DN note que « pour la première fois, les avions de combat suédois Grippent pourraient être utilisés pour une bataille à l’étranger ». Le journal croit savoir qu’une « majorité politique au Parlement accepterait de venir en aide à l’OTAN en Libye ». Les Démocrates de Suède (extrême-droite) sont pour l’instant les seuls à avoir fermement refusé une possible intervention en Libye. « Les forces armées sont prêtes à envoyer jusqu’à huit avions sur place ».
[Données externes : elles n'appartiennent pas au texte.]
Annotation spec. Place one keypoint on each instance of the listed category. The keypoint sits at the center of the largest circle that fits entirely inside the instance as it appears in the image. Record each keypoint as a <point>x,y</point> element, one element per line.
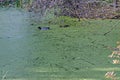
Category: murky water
<point>15,41</point>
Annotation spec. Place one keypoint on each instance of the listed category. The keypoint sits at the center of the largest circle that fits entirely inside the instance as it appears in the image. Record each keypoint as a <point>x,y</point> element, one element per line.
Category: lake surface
<point>74,53</point>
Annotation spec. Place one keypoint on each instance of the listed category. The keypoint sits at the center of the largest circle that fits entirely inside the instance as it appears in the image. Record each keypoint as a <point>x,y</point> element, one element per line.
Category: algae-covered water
<point>76,53</point>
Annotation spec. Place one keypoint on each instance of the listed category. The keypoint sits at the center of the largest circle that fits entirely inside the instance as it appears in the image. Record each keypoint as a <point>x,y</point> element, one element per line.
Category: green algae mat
<point>78,52</point>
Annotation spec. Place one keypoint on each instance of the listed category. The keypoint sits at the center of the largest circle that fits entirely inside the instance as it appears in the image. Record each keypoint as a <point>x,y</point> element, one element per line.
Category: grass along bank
<point>78,52</point>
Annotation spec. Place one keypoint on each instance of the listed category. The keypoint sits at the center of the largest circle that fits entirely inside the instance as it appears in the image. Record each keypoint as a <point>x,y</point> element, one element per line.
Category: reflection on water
<point>14,52</point>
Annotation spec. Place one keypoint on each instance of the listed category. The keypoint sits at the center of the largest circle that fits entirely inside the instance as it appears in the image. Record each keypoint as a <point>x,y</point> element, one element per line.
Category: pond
<point>78,52</point>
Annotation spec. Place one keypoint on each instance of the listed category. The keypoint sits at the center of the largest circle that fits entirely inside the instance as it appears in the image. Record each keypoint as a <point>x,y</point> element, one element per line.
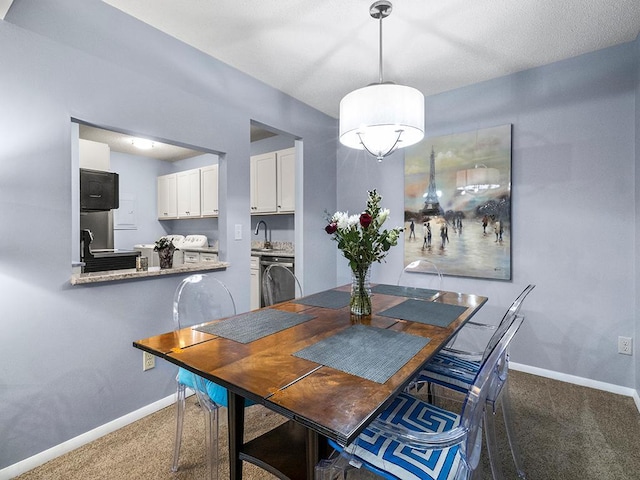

DN remarque toutefois que l’influence de la Suède en Libye en cas d’intervention risque d’être limitée, puisqu’elle ne fait pas partie de l’OTAN. Le professeur Anders Cedergren confirme cette thèse : « Nous n’avons pas accès au système de gestion de combat utilisé par l’OTAN, appelé Link-16. Il est donc probable qu’on ne nous attribue aucune tâche de combat, mais plutôt la responsabilité de patrouilles ou la recherche de renseignements ». Dans tous les cas, DN estime qu’une participation suédoise, « qui s’efforce d’être neutre », serait « sensationnelle ».

DN rappelle que « pendant des décennies, la Suède a plaidé pour que le Conseil de sécurité de l’ONU soit le forum approprié pour la prise de décisions sur les actions militaires. Mais quand l’ONU se rassemble enfin contre Kadhafi, la Suède reste à part ». Le journal déplore l’attitude « attentiste » de Stockholm vis-à-vis de l’opération en cours. « Ce n’est pas la première fois que la Suède agit en « passager clandestin » sur une question de politique de sécurité ». « Une situation semblable s’est produite il y a 20 ans, lorsque l’ONU s’est unie pour empêcher Saddam Hussain d’envahir le Kuwait. De même pendant la guerre en ex-Yougoslavie : la Suède envisageait d’envoyer un bataillon, mais à condition qu’il n’y ait pas de missions de combat » (DN).